Jeniffer, una joven que ‘da brillo’ a la vida de sus hijos

Ibarra. Con sus manos manchadas de betún, Jeniffer Balcazar empieza a cepillar, poner tinta y sacar brillo con su franela hasta dejar los zapatos de sus clientes lo más limpios posible. Ella trabaja como lustrabotas en el parque Pedro Moncayo y se esfuerza diariamente.

Dijo que su mayor tesoro son sus tres hijos.

Historia. Jeniffer tiene 27 años, cuenta que su juventud fue un poco complicada pero siempre trato de salir adelante. Dijo que su madre tuvo que salir del país por cuestiones de trabajo cuando Jeniffer tenía apenas seis años y su con su padre no ha tenido una buena relación.

La joven no culminó su etapa colegial ya que a sus 15 años tuvo a su primera hija, esto no fue el único motivo para dejar de estudiar, también influyó mucho la parte económica. Ella siempre soñó con ser auxiliar de enfermería ya que le gusta mucho ayudar a las personas.

“Le sabía cuidar a mi abuelito y eso me llenaba de mucha felicidad, no he podido ingresar a estudiar porque no cuento con los recursos económicos”, dijo Jeniffer.

Ella es una persona muy carismática que a pesar de muchas dificultades que se le ha presentado siempre lleva una sonrisa en su rostro.

Por su necesidad económica tuvo que buscar un trabajo, laboró por dos meses de lustrabotas en el sector del mercado Amazonas, pero aseguró que era un trabajo compartido ya que la ganancia del día tenía que dividir con la dueña del puesto.

“En ese lugar si podía llegar a ganar USD 15 dólares, pero a la final solo podía tener USD 7 aunque no me alcanzaba para cubrir todos mis gastos, siempre trataba de dar lo mejor de mí y avanzar”.

En la actualidad tiene un puesto para seguir ejerciendo su trabajo en el parque Pedro Moncayo, apenas está una semana laborando en ese lugar. Su mejor compañía para acudir al sitio en donde trabaja es un pequeño hijo de dos meses de edad.

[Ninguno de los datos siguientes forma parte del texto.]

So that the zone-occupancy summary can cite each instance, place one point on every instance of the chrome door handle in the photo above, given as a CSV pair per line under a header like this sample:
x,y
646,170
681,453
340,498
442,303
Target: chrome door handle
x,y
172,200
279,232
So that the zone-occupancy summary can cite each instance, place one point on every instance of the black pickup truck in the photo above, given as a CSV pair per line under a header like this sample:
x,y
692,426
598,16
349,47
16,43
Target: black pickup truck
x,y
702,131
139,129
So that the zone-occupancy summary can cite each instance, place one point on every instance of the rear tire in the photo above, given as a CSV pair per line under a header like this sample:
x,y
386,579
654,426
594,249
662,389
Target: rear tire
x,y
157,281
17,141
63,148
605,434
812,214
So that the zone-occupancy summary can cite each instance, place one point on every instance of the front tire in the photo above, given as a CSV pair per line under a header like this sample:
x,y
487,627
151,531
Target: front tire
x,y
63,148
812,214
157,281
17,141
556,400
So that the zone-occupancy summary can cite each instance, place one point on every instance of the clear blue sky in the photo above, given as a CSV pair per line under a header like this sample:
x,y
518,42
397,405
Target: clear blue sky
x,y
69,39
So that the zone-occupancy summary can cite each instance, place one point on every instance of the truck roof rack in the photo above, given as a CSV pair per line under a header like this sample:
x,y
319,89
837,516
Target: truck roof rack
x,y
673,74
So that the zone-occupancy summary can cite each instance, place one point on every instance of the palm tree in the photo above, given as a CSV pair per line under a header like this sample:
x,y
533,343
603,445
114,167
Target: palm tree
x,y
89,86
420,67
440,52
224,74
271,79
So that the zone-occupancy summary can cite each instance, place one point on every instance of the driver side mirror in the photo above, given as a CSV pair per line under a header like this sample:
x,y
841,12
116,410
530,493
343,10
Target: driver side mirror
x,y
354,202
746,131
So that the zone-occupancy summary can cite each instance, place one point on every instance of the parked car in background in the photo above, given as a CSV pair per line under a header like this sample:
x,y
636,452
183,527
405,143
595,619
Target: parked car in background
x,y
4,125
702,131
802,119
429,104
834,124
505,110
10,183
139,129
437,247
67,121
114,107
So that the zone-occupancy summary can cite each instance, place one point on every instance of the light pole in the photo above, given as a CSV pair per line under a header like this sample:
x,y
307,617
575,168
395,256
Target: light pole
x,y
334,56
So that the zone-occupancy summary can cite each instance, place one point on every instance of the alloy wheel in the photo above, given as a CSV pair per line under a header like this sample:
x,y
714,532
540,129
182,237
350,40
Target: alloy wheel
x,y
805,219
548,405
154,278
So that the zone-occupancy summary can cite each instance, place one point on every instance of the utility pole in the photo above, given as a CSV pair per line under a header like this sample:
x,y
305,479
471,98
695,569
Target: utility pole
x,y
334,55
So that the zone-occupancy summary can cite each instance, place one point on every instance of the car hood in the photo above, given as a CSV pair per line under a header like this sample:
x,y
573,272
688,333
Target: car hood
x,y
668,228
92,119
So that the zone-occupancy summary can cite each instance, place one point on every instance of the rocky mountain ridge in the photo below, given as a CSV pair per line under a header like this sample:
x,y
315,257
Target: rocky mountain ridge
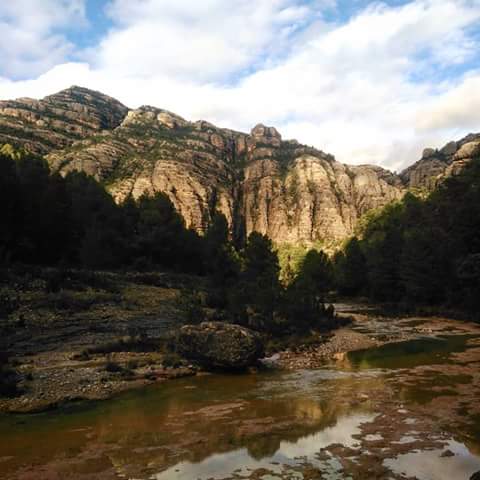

Aunque recibe apoyo de sus familiares en especial de su suegra, con lo que gana no le alcanza para poder sustentar los gastos como el arriendo de su casa y cuidados de sus hijos, en especial del más pequeño que requiere de pañales, leche en tarro, paños húmedos , entre otros. Jeniffer aseguró que hasta ahorita el monto más alto que ha podido ganar es de USD 1.

Sus otros dos hijos quedan al cuidado de sus familiares.

Jeniffer considera que tal vez el trabajo ha bajado porque estudiantes están de vacaciones, pero no pierde la fe de que pueda mejorar. El horario de trabajo es desde las 8:00 de la mañana hasta las 14:00.

Ella vive con su suegra y con sus tres hijos, solicita a las personas de gran corazón que puedan colaborarla con pañales y leche para su bebé ya que no gana lo necesario para poder sustentar estos gastos. Para cualquier ayuda, la pueden encontrar en el parque Pe-dro Moncayo.

El mensaje que deja la joven es que no se rindan que sigan adelante, y que a pesar de las pruebas que les ponga la vida no decaigan.

“Luchen por sus hijos, nada es imposible, todo lo malo en algún momento llega a su fin”.